Skiplinks

  • Tekst
  • Verantwoording en downloads
  • Doorverwijzing en noten
Logo DBNL Ga naar de homepage
Logo DBNL

Hoofdmenu

  • Literatuur & taal
    • Auteurs
    • Beschikbare titels
    • Literatuur
    • Taalkunde
    • Collectie Limburg
    • Collectie Friesland
    • Collectie Suriname
    • Collectie Zuid-Afrika
  • Selecties
    • Collectie jeugdliteratuur
    • Basisbibliotheek
    • Tijdschriften/jaarboeken
    • Naslagwerken
    • Collectie e-books
    • Collectie publiek domein
    • Calendarium
    • Atlas
  • Periode
    • Middeleeuwen
    • Periode 1550-1700
    • Achttiende eeuw
    • Negentiende eeuw
    • Twintigste eeuw
    • Eenentwintigste eeuw
Wolfskers (1975)

Informatie terzijde

Titelpagina van Wolfskers
Afbeelding van WolfskersToon afbeelding van titelpagina van Wolfskers

  • Verantwoording
  • Inhoudsopgave

Downloads

PDF van tekst (0.64 MB)

Scans (6.69 MB)

ebook (3.01 MB)

XML (0.23 MB)

tekstbestand






Genre

proza

Subgenre

novelle(n)


© zie Auteursrecht en gebruiksvoorwaarden.

Wolfskers

(1975)–Robin Hannelore–rechtenstatus Auteursrechtelijk beschermd

Vorige Volgende
[pagina 114]
[p. 114]

Luistervinken

Het was september: overdag grauw weer, van zon doorbliksemd, met windrukken en regenvlagen die de planten beurs en blauw sloegen en de huizen dof deden glimmen. Werner hield van de septembergeuren en -geluiden, vooral 's avonds: dan kon hij zich veilig en geborgen voelen bij de knusse leeslamp en met een glas warme gekruide wijn in een hoek van de huiskamer. Niet dat hij veel las, maar deze gezelligheid had hij nodig om te denken, te overdenken meestal. Omstreeks middernacht vroeg zijn vrouw, zoals steeds, of hij mee naar bed ging. Met de handen onder het hoofd lagen ze dan te luisteren naar de gewelddadige, grillige wind. Dit waren reeds jaren de ogenblikken van de grote vertrouwelijkheid. Gewoonlijk uitte zich dit gevoelen nochtans alleen maar in een zuchtende vaststelling als: ‘Ik ben moe...’ of ‘We worden oud...’ of ‘Het zal morgen vroeg dag zijn...’, maar vandaag was Werner vervuld van een vreemde opwindende gelukzaligheid, een opborrelende mildheid die hem deed zeggen: ‘Ik ben in lange tijd niet zo kontent geweest als vandaag.’ ‘Waarom?’ vroeg Gina automatisch.

‘Sonja heeft het geluk gevonden.’

Gina hees zich op haar elleboog. ‘Welke Sonja?’

‘Sonja Storms, de dochter van onze buurman.’

‘Welk geluk heeft Sonja gevonden?’

‘Ze is verliefd op iemand die het waard is.’

Ademloos knipte Gina het nachtlampje aan. ‘Op wie?’

‘Beloof je dat het absoluut onder ons blijft?’ vroeg hij voorzichtig.

‘Ja.’

‘Je zult het ook niet verklappen aan de buurvrouw?

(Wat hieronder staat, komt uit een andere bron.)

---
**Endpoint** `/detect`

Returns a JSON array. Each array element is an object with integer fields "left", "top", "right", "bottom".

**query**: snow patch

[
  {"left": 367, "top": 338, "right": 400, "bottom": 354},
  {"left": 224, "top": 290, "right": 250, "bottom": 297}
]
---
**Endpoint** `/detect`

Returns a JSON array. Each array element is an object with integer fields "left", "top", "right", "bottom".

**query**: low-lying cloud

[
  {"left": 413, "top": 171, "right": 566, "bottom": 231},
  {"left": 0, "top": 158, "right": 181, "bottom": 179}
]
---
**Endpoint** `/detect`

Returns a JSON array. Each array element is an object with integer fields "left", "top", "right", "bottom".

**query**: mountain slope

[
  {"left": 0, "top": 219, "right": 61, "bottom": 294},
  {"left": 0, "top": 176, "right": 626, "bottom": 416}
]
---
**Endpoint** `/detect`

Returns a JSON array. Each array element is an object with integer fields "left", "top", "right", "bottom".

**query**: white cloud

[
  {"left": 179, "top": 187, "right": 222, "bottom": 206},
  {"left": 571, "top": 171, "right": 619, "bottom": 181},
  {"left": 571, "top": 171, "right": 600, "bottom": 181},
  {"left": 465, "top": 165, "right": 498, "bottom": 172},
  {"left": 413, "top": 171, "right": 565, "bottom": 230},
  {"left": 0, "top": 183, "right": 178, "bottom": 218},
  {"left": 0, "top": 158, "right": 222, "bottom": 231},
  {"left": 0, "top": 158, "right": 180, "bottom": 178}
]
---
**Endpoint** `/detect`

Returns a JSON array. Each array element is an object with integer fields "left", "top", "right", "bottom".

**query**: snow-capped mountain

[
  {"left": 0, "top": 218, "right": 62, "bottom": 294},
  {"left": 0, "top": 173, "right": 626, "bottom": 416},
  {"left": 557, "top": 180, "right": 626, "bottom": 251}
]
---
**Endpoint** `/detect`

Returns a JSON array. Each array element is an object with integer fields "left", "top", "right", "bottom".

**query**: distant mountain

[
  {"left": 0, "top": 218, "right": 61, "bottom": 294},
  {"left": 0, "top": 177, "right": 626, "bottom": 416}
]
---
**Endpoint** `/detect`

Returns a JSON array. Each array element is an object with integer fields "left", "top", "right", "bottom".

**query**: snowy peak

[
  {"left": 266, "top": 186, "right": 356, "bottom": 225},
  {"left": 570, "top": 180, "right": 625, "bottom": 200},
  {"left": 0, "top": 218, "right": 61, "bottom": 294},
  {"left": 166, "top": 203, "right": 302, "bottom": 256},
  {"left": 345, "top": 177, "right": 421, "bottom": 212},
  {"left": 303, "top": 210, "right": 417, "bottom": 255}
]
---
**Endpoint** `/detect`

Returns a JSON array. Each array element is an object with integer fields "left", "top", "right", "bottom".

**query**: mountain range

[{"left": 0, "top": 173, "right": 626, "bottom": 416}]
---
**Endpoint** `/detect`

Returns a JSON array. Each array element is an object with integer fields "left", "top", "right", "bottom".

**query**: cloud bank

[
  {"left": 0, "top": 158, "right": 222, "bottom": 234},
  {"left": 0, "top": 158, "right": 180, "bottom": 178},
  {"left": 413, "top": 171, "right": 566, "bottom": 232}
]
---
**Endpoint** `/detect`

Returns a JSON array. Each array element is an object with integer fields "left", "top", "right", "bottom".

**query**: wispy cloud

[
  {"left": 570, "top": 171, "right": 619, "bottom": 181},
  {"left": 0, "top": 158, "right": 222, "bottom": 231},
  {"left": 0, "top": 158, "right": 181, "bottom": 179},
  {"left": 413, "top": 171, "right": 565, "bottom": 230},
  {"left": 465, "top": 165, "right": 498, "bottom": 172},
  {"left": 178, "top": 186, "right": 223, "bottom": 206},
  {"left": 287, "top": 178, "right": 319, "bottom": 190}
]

‘Ja... Neen, natuurlijk niet.’

‘Ken je die jonge kapelaan van de wijk Sassenhout? Serge Ramon heet hij... Ik geloof dat hij godsdienstlessen geeft op het lyceum. Hij komt ook uit in wielerwedstrijden...’

[pagina 115]
[p. 115]

‘Hoe weet jij dat?’

Hij zweeg een poosje, glimlachte weemoedig voor zich uit. ‘Ik heb het gehoord... Hun idylle is het recentste feuilleton op de telefooncentrale.’

‘Ze fronste de wenkbrauwen.’ Ik begrijp je niet. Heeft iemand van de centrale hen dan... betrapt?’

‘God, neen... Ze luisteren hun telefoongesprekken af. Dat is alles.’

‘Maar... dat mag toch niet?’

‘Natuurlijk mag dat niet.’

‘Waarom doen ze het dan?’

Een beetje schuldbewust bewoog hij het hoofd heen en weer. ‘Het zijn ook maar mensen, en ze vervelen zich vaak. De verleiding is erg groot.’

‘Als iemand dat ooit mocht te weten komen...’ Ze trok grote ogen.

‘Niemand komt het ooit te weten. Ze zijn wel niet fameus ontwikkeld, maar ze weten ook wel dat dit luistervinken hen de das kan omdoen; dus amuseren ze er zich binnenskamers mee. Ze doen in het klein en in het geniep wat elders op grote schaal en onbeschaamd publiek gebeurt...’

‘Doe jij daaraan mee?’

‘Neen. Maar ik hoor het. En in dit geval hoorde ik het graag.’ Hij zuchtte. Hij had Sonja gekend vanaf haar geboorte. Ze was bij hen vaak over de vloer geweest, werd door hen vertroeteld zelfs. Waarschijnlijk omdat ze zelf geen kinderen hadden, gaven ze een groot deel van hun genegenheid aan het mooie en uitermate lieve kind van de buren: ze bedachten haar geregeld met geschenken, namen haar mee op vakantie, interesseerden zich voor al wat ze deed alsof het hun bloedeigen kind betrof. Toen Sonja begon te vrijen, hadden ze hun hart vastgehouden; Werner kende de familie van haar verloofde, en hij wist dat deze Helmut Smits een verlopen kereltje was, een eigenwijze losbol, die - nadat zijn vader, een veehandelaar, gestorven was en hij, zeer jong nog, een aanzienlijk vermogen geërfd had - veel meer geld had leren

[pagina 116]
[p. 116]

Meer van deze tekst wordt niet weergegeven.